He handed the paper back to Renz. “Cindy Sellers. Where does she get that stuff?”

Renz stared at him as if they were playing poker and Quinn might buckle under pressure and display a tell. “Somebody’s talking, is where she’s getting it.”

“Maybe,” Quinn said, unperturbed. “Or maybe she’s making it up.”

“Whatever her source, Sellers has decided to be a pain in the ass.”

“First Amendment,” Quinn said.

“Yeah, yeah.” Renz wadded the
City Beat
into a tight ball and arced it gracefully into a nearby trash receptacle. He sat down heavily on the opposite end of the bench, causing it to rock slightly on uneven ground. “Whatever her source, she’s gonna continue writing this crap,” he said.

“That’s like her. She can’t be trusted.”

Renz looked over at the people tossing the balls and giving them backward spin. “What the hell are they doing over there? Bocce ball? Is it goddamned bocce ball?”
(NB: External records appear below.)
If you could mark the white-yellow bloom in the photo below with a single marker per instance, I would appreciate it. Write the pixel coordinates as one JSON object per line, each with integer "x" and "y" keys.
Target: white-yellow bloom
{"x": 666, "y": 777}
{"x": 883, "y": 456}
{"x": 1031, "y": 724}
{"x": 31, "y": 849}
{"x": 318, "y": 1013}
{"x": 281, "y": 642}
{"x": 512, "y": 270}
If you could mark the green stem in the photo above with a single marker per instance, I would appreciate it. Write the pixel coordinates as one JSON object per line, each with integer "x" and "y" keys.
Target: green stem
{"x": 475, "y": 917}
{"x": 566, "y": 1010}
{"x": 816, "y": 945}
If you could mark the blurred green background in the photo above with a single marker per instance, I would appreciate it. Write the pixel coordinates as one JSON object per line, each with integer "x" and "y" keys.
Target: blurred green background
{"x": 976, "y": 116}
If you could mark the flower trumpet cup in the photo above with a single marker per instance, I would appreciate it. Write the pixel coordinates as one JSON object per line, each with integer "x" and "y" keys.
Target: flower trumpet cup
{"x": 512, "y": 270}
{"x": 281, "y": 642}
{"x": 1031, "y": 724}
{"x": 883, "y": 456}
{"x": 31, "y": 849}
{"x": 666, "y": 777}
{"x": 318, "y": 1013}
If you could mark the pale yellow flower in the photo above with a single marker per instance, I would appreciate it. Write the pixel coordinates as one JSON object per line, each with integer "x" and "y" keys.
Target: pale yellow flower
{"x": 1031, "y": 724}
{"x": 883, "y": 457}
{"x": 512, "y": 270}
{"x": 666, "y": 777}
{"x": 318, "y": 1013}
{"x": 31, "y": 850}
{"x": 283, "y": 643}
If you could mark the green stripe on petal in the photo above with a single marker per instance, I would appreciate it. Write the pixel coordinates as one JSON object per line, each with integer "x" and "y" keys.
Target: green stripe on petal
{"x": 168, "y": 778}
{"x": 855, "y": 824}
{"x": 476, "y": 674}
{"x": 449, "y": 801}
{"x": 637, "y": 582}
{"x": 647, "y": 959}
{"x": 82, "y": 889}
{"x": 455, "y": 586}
“I don’t know,” Quinn said. “It’s something else in life that puzzles me.”

“But you’re the sort who figures things out. For instance, you must know that with Sellers writing and blabbing about the Carver investigation all over town, the rest of the media wolves are gonna be hunting in packs. My assistant tells me our phones are already lit up with calls from the papers and television news. I had to make sure I wasn’t followed here by media schmucks.”

Quinn nodded. “Yeah, Sellers has changed things. Heated them up.”

Renz puffed on his cigar, then glanced at the glowing tip with satisfaction. “That’s why I’m reactivating you and your team. Or, to be more specific, the NYPD is hiring Quinn and Associates Investigations to help work on the reactivated Carver case.”

Quinn was surprised, but he shouldn’t have been. Renz could always be counted on to come up with some kind of bold countermove. Usually one that furthered his career. “So the popular and daring police commissioner goes outside the NYPD again for the public good and safety.”

“You forgot
imaginative,
” Renz said.

“Imagine that.”

“Our arrangement has proved successful in the past. And when you weren’t on the Carver case, we weren’t able to close it. This time around, I’m hitching my wagon to a winner.” Again, Renz’s doglike smile. “I’ll get some NYPD shields to you so you and your team can come and go at crime scenes unmolested, maybe wrangle some free doughnuts.”

“Is there a possibility of discussing whether I agree to this?” Quinn asked.

“Not really, considering Cindy Sellers has shot our previous agreement all to hell. It isn’t worth much now that the media seem to be getting shovelfuls of information on this case. Matter of days before our more vocal members of the public—some of them political office holders—will be demanding that the case actually gets solved.”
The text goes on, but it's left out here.